Claytor, Tom Bushpilot
Extract Author: Tom Claytor
Page Number: 18g
Extract Date: 1996 July 03

anti-poaching

We drive down nearly 2,000 feet to the crater floor below. I feel like I am on a journey to the center of the earth. I have never been down here before. Rian explains that foot patrols are the most important defense to poaching. He says that a horse is good, like they use in Etosha Park (Namibia), but then you need backup. He says motorcycles are also good, like they use in Kruger Park (South Africa), but they give you away and you have to watch the road. 'There is no such thing as a bad field ranger,' Rian tells me, 'but they are only as good as their leader.' We arrive at the anti-poaching camp, and group leader Corporal Mbelwa assembles his men for me to inspect. There is a map of the area on the wall, and bunking quarters for the scouts. I like the scouts. These are the guys who make their living by trying to save rhinos. They are formal and disciplined on the outside, but behind all the guns and camouflage uniforms are the warm smiles of Africa. The thing Rian has learned the most since his arrival in Tanzania has been patience. It can cost up to $50 to send a one page fax or up to $100 to telephone his parents on a bad line, so communications are difficult. He also reminds me that he is just an advisor here, so all of his ideas and thoughts have taken time.

What I enjoy the most about Rian, is that he has been interested to learn the ways of the Maasai. He tells me that they are very proud people, but they are useless for manual work. The Maasai warrior has five different age groups, and the weapons carried by the different age groups are all different. They will also have two different leaders - a diplomatic leader and a war leader. Today, there is a certain amount of racism towards the Maasai. They are considered to be underdeveloped by other Africans. In the past, the Maasai used to raid cattle. They can't now; the times are changing. I find it interesting to see how a previously superior race is now becoming inferior to a modern day system. Now, when you steal a cow, you go to jail.
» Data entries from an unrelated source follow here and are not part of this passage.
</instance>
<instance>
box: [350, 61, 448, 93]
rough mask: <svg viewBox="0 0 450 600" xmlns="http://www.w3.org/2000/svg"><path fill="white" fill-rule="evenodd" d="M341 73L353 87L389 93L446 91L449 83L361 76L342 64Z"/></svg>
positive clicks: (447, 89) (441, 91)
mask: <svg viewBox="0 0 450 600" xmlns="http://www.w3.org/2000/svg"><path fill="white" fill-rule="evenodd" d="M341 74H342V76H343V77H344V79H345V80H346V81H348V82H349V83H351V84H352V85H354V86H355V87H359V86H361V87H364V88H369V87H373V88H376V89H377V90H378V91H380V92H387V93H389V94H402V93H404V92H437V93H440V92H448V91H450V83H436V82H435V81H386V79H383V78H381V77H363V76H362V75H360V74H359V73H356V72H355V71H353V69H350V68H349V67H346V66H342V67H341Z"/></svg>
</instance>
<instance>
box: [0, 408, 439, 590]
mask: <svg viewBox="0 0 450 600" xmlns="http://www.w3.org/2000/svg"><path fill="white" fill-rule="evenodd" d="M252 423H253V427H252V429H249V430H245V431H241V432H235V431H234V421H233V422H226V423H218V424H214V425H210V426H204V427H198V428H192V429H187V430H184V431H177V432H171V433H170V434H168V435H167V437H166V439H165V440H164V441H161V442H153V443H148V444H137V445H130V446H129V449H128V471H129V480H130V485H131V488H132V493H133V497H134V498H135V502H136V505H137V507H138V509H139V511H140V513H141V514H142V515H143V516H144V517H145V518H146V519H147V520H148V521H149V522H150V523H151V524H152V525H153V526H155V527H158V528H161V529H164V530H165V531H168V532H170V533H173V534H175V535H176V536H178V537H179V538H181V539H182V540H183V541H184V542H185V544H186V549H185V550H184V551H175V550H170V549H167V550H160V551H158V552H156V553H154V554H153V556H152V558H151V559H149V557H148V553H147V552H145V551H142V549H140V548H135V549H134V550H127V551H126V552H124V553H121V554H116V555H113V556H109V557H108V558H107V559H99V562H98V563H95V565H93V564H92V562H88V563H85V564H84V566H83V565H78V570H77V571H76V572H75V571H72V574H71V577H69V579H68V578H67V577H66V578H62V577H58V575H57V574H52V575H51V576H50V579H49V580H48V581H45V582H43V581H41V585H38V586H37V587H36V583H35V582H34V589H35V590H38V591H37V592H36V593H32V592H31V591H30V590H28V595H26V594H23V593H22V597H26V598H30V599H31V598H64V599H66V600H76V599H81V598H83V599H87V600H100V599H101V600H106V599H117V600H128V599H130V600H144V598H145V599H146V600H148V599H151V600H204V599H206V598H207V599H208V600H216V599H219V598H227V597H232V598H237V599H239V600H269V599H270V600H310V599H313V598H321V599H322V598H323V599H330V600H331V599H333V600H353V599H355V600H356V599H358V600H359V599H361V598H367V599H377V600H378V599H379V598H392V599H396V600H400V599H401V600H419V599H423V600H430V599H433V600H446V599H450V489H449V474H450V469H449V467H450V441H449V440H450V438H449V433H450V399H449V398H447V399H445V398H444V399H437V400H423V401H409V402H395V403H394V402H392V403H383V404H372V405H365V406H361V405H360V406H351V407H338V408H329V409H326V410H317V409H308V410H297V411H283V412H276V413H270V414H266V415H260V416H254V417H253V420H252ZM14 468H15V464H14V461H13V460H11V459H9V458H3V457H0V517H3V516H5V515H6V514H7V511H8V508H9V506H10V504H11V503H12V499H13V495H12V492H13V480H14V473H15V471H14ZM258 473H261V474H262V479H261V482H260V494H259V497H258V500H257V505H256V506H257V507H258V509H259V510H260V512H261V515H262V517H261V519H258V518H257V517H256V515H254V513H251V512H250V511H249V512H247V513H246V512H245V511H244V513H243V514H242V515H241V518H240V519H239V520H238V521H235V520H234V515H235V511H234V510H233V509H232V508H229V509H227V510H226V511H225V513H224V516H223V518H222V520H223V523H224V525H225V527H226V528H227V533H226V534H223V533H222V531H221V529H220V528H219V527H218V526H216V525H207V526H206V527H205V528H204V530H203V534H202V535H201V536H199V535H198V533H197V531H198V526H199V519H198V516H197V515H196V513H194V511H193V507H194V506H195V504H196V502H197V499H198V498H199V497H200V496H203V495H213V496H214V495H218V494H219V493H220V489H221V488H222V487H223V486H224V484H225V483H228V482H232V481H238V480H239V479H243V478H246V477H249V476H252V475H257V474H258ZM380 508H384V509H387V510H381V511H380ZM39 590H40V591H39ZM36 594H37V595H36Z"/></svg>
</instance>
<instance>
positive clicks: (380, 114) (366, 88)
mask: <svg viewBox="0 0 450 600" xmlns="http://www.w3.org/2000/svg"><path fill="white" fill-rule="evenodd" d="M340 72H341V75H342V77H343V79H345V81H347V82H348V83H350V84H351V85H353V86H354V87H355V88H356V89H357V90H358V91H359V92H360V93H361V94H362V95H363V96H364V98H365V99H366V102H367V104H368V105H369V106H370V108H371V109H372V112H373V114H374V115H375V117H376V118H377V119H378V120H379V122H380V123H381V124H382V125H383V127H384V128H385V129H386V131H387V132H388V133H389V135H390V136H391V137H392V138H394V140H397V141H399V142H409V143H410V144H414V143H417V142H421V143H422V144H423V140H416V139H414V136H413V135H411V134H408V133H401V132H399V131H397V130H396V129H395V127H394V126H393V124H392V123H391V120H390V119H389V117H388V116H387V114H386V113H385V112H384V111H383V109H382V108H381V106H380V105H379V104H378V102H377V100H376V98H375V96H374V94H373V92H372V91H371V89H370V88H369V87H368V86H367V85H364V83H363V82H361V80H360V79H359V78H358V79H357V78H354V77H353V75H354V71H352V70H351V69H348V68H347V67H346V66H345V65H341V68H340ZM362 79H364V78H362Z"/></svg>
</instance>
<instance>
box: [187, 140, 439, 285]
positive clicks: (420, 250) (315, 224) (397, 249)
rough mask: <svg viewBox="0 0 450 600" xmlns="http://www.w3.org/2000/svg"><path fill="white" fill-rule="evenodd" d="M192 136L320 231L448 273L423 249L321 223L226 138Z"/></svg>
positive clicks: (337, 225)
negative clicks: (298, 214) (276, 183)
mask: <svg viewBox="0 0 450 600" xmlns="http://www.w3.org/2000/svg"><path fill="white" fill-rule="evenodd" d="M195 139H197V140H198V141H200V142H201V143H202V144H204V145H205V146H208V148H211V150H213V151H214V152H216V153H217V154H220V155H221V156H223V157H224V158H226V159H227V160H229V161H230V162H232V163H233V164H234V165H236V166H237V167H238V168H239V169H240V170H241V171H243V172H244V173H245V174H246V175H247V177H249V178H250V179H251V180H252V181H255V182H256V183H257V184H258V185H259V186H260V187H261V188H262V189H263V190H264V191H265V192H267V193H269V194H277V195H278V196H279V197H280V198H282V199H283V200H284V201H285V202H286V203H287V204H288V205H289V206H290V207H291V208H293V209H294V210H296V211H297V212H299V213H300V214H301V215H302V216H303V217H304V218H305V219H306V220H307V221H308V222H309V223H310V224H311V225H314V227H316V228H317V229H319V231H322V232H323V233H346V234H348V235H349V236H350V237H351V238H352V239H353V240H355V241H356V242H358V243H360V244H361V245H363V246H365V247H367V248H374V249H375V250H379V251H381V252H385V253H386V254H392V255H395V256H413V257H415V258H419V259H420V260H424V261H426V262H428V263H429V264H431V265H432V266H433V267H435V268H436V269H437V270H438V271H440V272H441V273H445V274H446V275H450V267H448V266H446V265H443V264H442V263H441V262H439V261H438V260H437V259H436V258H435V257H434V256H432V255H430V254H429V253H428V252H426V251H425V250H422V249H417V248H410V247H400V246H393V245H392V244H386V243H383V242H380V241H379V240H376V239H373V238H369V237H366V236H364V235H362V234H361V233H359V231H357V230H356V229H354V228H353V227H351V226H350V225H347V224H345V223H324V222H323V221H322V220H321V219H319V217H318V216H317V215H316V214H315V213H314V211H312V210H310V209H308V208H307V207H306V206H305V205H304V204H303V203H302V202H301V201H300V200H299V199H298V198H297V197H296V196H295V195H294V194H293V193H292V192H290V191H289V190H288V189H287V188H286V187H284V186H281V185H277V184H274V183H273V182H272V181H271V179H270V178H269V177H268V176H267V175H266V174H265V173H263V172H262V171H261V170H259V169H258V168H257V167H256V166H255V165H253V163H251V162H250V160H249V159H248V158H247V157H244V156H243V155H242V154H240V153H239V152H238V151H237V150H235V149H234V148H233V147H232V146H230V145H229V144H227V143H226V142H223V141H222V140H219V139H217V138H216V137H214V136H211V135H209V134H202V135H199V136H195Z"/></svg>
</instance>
Clement is a traditional Maasai, and he speaks English with an American accent. He spent some time assisting an American researcher studying baboons in the crater, and now he is Rian's advisor on traditions and practices here. He is 50 years old, and he explains to me that when he was 13 and the Maasai were living inside the crater, they used to play a children's game. One child would place something on a sleeping rhino, then the next child would have to take it off. The Maasai are fearless in the field; they have no problem with walking from here to Serengeti with just a blanket, even at night, and this is learned at an early age. Each day about 70 Maasai are permitted down into the crater with up to 1,000 cattle. They must have a permit to go down, and they must be out at night. There are 3 water holes down there, and it looks good to see the Maasai living as they must have for so very long - surrounded by wildlife. Time are changing though. In September 1992, the Maasai were allowed to cultivate inside the Ngorongoro Conservation Area. This was an emergency measure due to the drought, but the Maasai are now demanding cultivation so that they can continue to grow their corn and potatoes to sell outside.